Apolline, on some stairs in Taormina. Yes, she is wearing the same dress as the ballet picture. Yes, this is my favorite dress of hers. No, she did not wear it for 10 days.

The Teatro Greco, or Taormina's Greek Theatre, and the Etna Volcano in the background. Although this theatre follows the Greek layout, because of the fact that it is mostly made of bricks, it was probably built by the Romans. It is 109 meters in diameter and frequently hosts performances, as can be deduced from the stage, opera seats, and bleachers that were present when this picture was taken.

Our second to last stop was Cefalù, a town named derived from the Greek word for "head" due to the large rock that can be seen on the right. Like most of Sicily, this town was occupied by the Greek, Romans, the Arabs, and the Normans, giving the architecture a peculiar style.

Cefalù, the rock, and the beach, as seen through the 14mm lense.

Our last stop was Palermo, Sicily's largest city whose metropolitan area has over 1.3 million inhabitants. This is the Palazzo dei Normanni (Palace of the Normans), which was home to the Sicilian Kings during the Norman reign and is Europe's oldest royal residence. Today, it is the seat of the Sicilian Regional Assembly.

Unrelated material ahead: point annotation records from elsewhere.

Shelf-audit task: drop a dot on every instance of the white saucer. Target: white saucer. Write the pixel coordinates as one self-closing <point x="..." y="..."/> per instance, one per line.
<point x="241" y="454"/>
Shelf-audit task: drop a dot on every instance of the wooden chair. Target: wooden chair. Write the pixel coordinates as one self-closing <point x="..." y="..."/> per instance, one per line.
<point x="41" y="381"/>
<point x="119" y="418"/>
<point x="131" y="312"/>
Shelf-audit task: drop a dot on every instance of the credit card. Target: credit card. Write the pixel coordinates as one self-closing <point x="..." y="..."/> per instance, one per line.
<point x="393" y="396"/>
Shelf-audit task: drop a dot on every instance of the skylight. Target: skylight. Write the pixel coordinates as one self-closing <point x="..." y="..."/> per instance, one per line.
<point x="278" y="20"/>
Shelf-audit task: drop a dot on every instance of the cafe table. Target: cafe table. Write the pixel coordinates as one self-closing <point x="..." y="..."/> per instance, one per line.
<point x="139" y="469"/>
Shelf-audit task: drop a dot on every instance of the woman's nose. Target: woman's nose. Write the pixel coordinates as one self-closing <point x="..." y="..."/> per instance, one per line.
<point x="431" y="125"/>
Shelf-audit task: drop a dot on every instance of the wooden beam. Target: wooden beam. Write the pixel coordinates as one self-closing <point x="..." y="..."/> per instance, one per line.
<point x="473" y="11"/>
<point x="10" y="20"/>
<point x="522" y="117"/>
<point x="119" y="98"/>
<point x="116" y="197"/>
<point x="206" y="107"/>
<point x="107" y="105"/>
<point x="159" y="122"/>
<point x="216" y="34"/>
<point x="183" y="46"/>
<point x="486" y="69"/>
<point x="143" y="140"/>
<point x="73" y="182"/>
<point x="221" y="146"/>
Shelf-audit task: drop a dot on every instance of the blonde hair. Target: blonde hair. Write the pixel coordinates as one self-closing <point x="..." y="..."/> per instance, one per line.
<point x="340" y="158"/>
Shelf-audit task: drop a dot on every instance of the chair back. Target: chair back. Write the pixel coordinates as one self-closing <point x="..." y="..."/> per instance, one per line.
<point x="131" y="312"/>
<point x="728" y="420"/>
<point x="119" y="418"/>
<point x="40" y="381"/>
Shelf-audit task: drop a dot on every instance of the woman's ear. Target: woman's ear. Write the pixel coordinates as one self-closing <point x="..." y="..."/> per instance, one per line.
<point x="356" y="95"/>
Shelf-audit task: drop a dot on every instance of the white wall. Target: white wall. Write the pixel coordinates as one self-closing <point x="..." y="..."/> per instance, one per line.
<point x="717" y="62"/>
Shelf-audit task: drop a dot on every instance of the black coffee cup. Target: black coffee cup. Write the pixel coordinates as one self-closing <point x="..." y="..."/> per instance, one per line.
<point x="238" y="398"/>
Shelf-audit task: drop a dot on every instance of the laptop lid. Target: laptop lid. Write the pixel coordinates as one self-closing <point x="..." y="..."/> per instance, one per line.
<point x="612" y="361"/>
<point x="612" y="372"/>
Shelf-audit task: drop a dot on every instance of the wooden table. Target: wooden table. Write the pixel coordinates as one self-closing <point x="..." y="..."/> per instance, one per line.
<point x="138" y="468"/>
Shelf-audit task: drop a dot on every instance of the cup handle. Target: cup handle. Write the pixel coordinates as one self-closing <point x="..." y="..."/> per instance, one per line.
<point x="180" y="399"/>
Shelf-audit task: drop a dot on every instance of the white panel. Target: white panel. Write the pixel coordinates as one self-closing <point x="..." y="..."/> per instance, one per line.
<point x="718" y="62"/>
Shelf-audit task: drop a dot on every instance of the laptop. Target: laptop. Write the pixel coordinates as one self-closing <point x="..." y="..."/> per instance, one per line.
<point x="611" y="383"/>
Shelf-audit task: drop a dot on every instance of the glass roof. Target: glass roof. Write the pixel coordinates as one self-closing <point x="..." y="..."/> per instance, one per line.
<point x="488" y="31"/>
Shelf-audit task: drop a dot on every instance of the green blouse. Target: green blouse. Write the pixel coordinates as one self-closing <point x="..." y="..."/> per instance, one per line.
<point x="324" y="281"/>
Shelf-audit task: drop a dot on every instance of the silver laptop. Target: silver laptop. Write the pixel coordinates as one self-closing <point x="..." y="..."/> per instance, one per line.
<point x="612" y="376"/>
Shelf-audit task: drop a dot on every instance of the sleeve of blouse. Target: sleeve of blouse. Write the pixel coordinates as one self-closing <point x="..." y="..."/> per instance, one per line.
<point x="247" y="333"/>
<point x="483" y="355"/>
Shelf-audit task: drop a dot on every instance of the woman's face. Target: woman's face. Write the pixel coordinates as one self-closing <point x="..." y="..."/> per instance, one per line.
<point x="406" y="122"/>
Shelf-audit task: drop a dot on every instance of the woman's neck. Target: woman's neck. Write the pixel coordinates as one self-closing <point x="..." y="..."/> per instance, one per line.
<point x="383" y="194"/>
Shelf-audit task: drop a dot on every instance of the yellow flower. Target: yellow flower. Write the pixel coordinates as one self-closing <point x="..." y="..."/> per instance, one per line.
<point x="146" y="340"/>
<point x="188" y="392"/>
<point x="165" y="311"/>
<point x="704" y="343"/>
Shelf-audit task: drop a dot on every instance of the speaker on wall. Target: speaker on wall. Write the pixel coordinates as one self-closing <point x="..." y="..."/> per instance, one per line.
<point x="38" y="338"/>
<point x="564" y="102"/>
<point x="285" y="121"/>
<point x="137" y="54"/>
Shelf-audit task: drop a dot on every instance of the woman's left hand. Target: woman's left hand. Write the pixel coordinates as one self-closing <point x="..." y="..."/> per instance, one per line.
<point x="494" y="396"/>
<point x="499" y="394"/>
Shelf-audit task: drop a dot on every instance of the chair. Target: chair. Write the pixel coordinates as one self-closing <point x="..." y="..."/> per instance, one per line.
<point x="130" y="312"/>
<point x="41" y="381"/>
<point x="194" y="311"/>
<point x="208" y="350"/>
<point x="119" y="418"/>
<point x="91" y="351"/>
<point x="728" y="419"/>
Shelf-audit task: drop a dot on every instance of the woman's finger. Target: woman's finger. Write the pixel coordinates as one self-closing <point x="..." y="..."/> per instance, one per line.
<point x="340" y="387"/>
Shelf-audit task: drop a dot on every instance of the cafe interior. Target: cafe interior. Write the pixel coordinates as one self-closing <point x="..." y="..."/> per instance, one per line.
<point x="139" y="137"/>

We discovered Palermo by getting lost in its streets and often falling upon historical sites, such as Palermo's Cathedral. The pictures that follow are from these walks along the streets of the city.



Above, an unidentified Palazzio; on the left below, the Quatro Canti, a on octogonal Piazza (four sides of which are streets) which contains baroque buildings and statues representing the four seasons which was constructed under the Viceroys in 1608-1620. On the right bellow, Apolline standing at a window inside the Palazzo Pretorio (palace of eagles) and facing the roof of the Chiesa San Cataldo, a church with distinctive Arab architectural and decorative style.



This is the inside of the Palazzo Pretorio which now houses many of the officies of Palermo's government and was initially constructed in the mid IV century.

This is one of the reception halls of the Palazzo Mirto, one of the only Palazzos that still has furniture. It was home, up to very recently, to the same family for four centuries!

...and that is it for this Sicilian getaway, Apolline's sad face says it all. It was a blast.